Coloquei abaixo os números: de fato o PT perdeu 61% de seu eleitorado entre 2012 e 2016. E como proporcionalmente conseguiu levar menos candidatos para o segundo turno, sua perda relativa vai se agravar. Entre as grandes cidades, só no Recife o PT conseguiu levar candidato para o segundo turno. O encolhimento do PT foi a maior surpresa dessas eleições; o eleitorado tendeu para o “centro” em torno do PSDB e PMDB. É verdade que o PT foi o mais visível nos escândalos do propinoduto, pois seus principais líderes são condenados ou réus, e o partido insiste em declará-los “herois do povo brasileiro” ou “guerreira do povo brasileiro” (o que evidentemente aumenta a notoriedade dos corruptos). O caso do PP é antigo, na medida em que é mais que sabido que se Paulo Maluf puser o pé fora do Brasil será preso pela Interpol. Mas no caso do PP, e também do PMDB, os envolvidos no propinoduto não tiveram tanta visibilidade, e nem ficou tão claro quanto no caso do PT que o desvio de dinheiro público, seja no Mensalão, no Petrolão, ou na maquiagem das contas públicas pela ex-Presidente, era antes de tudo parte de um projeto de controle da máquina estatal para eternizar-se no poder. Dito isso, não creio que a investigação da corrupção tenha determinado o grosso do deslocamento eleitoral. Se a economia estivesse tão bem como esteve durante o desperdiçado boom de commodities, duvido que o deslocamento eleitoral fosse tão grande. O PT foi punido, também por suas ideias erradas, pela adoção de políticas públicas de forma errática e até contraditória, que trouxe inflação, recessão e desemprego. Foram essas políticas erradas, denunciadas por todos os economistas exceto a dúzia dos heterodoxos mais conhecidos há muito identificados, que trouxeram uma inflação que não responde nem à taxa de juros nem à recessão, e que deixará de subir e recuará quando houver ordem nas contas públicas
Número de prefeitos eleitos
10 maiores partidos – 1o. turno
2012 2016
PMDB 1.042 1.027
PSDB 718 791
PT 655 256
PSD 501 537
PP 472 494
PSB 446 412
PDT 320 334
DEM 280 265
PTB 297 261
PR 277 294
O PT se dizia o partido da ética, mas fez tudo ao contrário e está pagando caro por seus erros e crimes. Todos sabemos que não foi este partido que inventou a corrupção e infelizmente existe no mundo todo, mas da forma como foi feita para se manter no poder, partindo de um partido que só sabia bater em quem estava no poder, para poder chegar a ele, tinha que acabar desta forma. Teve o apoio do povo e a maioria absoluta no Congresso para mudar a cara do Brasil e preferiu não pensar no país. Nada mais do que justo, que pague um preço mais elevado como coordenador da quadrilha. Os outros pagarão em seguida por seus crimes, mas primeiro os grandes responsáveis e o povo soube julgar rápido. Que punam os agregados também.

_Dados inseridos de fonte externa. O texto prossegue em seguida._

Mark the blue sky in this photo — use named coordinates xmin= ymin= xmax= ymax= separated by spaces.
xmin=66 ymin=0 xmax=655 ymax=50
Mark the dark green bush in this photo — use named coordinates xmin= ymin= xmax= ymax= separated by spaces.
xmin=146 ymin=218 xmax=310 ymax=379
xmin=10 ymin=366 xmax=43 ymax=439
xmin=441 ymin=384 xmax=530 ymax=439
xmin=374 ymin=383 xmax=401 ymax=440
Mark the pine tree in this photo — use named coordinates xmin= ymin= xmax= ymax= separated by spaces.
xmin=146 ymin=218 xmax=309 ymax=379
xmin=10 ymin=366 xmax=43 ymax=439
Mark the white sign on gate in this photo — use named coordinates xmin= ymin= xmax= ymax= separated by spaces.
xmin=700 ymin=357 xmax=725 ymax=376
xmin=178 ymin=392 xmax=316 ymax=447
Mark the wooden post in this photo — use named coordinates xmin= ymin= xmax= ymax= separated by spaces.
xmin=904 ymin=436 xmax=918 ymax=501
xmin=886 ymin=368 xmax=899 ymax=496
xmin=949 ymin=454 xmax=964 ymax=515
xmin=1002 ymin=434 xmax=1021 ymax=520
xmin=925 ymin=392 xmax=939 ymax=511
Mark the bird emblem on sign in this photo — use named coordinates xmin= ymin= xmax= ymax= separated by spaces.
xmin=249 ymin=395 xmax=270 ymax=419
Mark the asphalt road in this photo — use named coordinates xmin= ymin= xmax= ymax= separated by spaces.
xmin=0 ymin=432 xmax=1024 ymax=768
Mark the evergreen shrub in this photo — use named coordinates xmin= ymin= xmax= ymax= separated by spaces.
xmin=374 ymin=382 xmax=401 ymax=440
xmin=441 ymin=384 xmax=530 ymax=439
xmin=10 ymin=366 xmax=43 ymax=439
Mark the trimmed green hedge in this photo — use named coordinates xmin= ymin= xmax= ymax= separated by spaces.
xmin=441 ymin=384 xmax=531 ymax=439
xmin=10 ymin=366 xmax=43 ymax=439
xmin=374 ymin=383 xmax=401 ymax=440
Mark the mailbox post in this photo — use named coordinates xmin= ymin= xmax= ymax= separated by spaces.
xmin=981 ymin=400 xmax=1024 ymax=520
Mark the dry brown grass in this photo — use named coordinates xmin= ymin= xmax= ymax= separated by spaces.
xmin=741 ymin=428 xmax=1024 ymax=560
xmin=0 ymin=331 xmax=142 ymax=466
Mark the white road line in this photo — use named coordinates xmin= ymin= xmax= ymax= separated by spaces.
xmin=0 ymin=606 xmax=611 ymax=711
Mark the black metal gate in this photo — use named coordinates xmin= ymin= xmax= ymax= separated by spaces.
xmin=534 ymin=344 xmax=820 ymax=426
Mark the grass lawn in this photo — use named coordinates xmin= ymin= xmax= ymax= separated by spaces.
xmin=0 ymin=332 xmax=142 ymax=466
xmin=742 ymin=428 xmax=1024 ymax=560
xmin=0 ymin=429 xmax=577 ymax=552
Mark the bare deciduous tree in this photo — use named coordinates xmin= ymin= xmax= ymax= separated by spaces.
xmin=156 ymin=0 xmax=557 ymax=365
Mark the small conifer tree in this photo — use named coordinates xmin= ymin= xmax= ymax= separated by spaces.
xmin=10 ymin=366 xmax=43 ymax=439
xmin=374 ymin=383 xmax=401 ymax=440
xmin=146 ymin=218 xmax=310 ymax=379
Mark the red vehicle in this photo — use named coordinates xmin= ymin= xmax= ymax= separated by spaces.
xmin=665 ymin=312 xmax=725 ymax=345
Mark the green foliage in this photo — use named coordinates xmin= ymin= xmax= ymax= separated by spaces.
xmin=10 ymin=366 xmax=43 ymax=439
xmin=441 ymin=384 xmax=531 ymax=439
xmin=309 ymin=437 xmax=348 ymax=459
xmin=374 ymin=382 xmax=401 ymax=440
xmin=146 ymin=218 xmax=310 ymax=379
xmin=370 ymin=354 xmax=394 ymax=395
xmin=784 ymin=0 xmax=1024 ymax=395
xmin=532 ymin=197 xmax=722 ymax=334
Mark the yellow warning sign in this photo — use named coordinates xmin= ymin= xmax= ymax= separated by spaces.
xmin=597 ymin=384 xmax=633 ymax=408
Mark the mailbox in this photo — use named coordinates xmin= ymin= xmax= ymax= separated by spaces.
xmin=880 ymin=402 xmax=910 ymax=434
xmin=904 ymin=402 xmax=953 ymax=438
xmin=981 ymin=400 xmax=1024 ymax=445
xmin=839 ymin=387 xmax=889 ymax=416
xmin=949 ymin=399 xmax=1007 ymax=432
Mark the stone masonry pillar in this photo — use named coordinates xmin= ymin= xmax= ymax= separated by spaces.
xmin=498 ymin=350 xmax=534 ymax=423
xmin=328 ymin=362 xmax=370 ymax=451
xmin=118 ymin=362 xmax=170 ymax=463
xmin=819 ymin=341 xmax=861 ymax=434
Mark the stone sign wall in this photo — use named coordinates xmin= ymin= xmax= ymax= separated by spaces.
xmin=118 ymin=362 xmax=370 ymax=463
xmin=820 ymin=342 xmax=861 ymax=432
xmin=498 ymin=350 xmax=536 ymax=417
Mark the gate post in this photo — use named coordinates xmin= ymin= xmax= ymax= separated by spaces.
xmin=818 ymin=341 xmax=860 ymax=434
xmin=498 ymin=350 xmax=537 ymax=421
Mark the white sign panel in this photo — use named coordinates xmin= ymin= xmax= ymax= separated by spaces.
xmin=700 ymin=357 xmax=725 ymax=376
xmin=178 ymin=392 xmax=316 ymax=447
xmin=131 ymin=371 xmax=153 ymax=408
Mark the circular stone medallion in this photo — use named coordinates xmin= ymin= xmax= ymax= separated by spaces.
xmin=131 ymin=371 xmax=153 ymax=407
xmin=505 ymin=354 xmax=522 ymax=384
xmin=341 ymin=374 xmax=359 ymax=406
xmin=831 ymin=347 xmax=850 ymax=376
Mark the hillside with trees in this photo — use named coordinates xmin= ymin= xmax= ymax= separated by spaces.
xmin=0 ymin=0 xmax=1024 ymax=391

Texto sintético, claro, de lucidez analítica própria ao fenômeno da sociopolítica brasileira recente e presente que alerta para a urgência da necessidade de mudança qualitativa do modo de fazer política e partidos…talvez tanto quanto importante sinaliza o somatório dos votos nulos, em branco e o volume do absenteísmo espontâneo às sessões eleitorais.